Não detalhou, contudo, quais são os supostos atos criminosos cometidos por esse grupo.
Pressionado por partidos de oposição, o Supremo Tribunal Federal (STF) cobrou esclarecimentos do governo. Em resposta enviada na quinta-feira (6), o Ministério da Justiça afirmou que não produz dossiê contra opositores e que nunca monitorou adversários com viés investigativo, punitivo ou persecutório penal. Mas, assim como em pronunciamentos anteriores, não negou a existência do levantamento.
Requerimentos de convocação do ministro para esclarecimentos no Congresso Nacional também foram apresentados. Nesta sexta-feira, ele deve se reunir com uma Comissão Mista de Controle das Atividades de Inteligência (CCAI). A reunião ocorrerá na sede do ministério e será reservada.
O procurador regional dos Direitos do Cidadão, Enrico Rodrigues de Freitas, do Ministério Público Federal deu dez dias para que a pasta se posicionasse sobre o dossiê. O prazo termina amanhã.

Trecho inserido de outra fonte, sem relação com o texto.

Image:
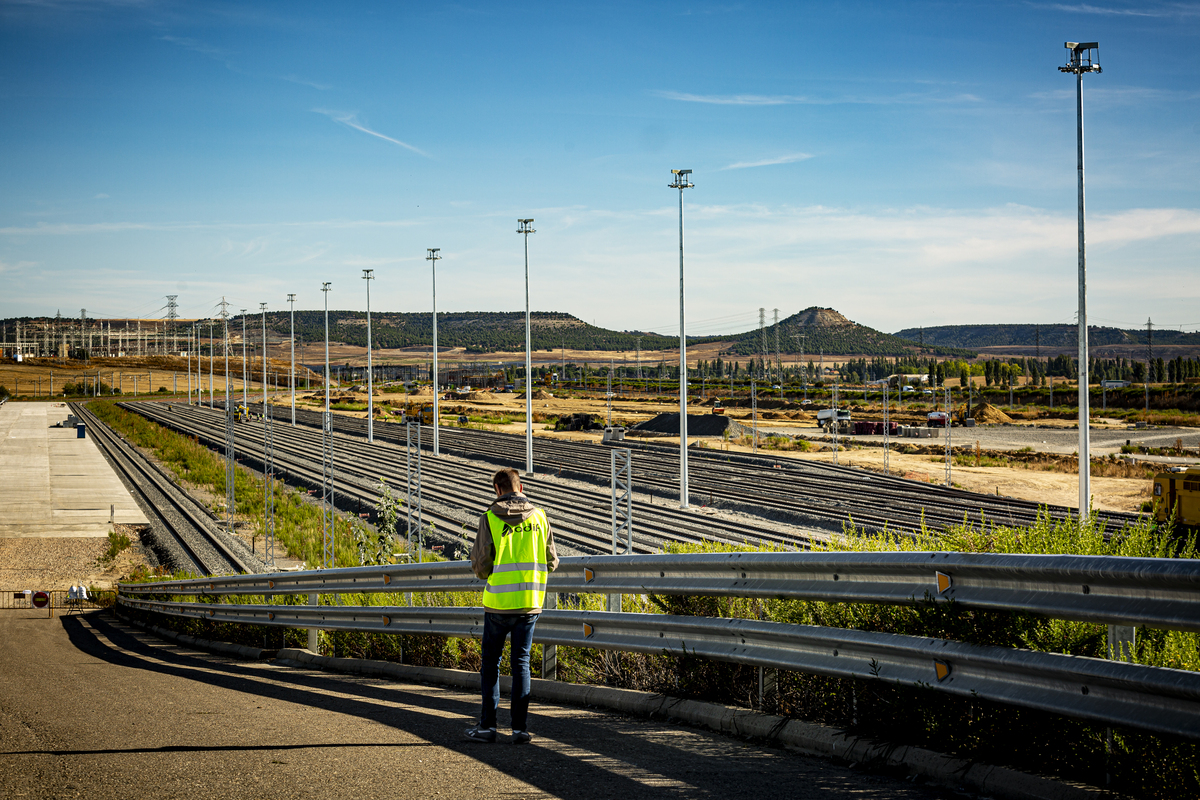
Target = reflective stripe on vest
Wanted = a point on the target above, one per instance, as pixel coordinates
(519, 576)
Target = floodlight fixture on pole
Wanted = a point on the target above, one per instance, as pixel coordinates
(292, 380)
(681, 182)
(369, 276)
(526, 227)
(324, 287)
(262, 307)
(432, 258)
(328, 501)
(1084, 56)
(245, 396)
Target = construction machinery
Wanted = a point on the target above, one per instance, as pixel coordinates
(1177, 493)
(420, 413)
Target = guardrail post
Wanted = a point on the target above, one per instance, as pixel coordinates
(768, 681)
(313, 644)
(1121, 642)
(550, 651)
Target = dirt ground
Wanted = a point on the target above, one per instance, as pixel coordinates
(61, 561)
(143, 376)
(1057, 488)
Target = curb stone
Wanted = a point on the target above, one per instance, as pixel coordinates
(222, 648)
(807, 738)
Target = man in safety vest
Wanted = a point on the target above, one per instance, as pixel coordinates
(514, 552)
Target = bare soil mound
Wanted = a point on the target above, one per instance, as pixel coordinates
(699, 425)
(989, 414)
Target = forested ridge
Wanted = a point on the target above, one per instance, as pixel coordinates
(1061, 335)
(823, 330)
(480, 331)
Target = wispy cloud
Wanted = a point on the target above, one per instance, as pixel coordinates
(196, 46)
(735, 100)
(1175, 10)
(88, 228)
(791, 158)
(313, 84)
(5, 266)
(805, 100)
(352, 121)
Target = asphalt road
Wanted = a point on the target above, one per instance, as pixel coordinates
(91, 708)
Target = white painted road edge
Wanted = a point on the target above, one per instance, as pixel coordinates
(802, 737)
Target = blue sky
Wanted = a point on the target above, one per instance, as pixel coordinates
(906, 163)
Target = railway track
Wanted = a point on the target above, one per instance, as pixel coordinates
(816, 494)
(455, 489)
(185, 531)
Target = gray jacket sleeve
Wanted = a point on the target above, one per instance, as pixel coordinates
(483, 553)
(551, 553)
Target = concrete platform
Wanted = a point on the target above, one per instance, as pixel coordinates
(53, 483)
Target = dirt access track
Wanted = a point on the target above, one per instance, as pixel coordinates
(507, 414)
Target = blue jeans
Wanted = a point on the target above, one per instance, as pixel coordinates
(496, 629)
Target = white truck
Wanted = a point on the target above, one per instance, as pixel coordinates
(826, 416)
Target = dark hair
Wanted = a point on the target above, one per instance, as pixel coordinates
(507, 480)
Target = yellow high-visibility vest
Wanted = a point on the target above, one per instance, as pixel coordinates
(519, 576)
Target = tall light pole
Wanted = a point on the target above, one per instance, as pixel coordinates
(292, 300)
(369, 276)
(432, 258)
(324, 287)
(211, 401)
(262, 307)
(328, 507)
(526, 227)
(681, 182)
(245, 391)
(1083, 60)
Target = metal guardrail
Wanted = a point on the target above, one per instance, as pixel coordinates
(1110, 692)
(1156, 593)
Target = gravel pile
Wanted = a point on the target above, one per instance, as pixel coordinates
(699, 425)
(61, 561)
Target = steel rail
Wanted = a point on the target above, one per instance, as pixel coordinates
(933, 504)
(834, 506)
(147, 480)
(355, 485)
(1109, 692)
(583, 518)
(1140, 591)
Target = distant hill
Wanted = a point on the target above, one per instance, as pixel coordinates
(827, 331)
(479, 331)
(982, 336)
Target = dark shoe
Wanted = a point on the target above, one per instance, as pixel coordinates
(481, 734)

Em resposta à pressão recebida no governo, Mendonça, que demitiu o diretor de Inteligência da Seopi (Secretaria de Operações Integradas), coronel do Exército Gilson Libório de Oliveira Mendes, e afirmou que determinou a abertura de apuração interna sobre a elaboração do relatório sigiloso.
“Esta primeira iniciativa, que eu vejo como uma espécie de testagem, o governo caminha aos trancos e barrancos com as suas contradições, avança claudicante, vendo até onde pode prosseguir, até onde pode avançar, quais os limites que a resistência democrática consegue impor. Nesse caso, me parece que nós conseguimos razoavelmente nesse momento reverter a situação colocando o governo na defensiva em função do clamor social e institucional que proveio de todas as áreas”, afirma Soares, que salienta que a atenção deve ser mantida, visto que Bolsonaro acaba de criar o Centro Nacional de Inteligência com “funções nebulosas”.
Procurados pelo Brasil de Fato, o Ministério da Justiça e da Segurança Pública não retornou até o fechamento da reportagem.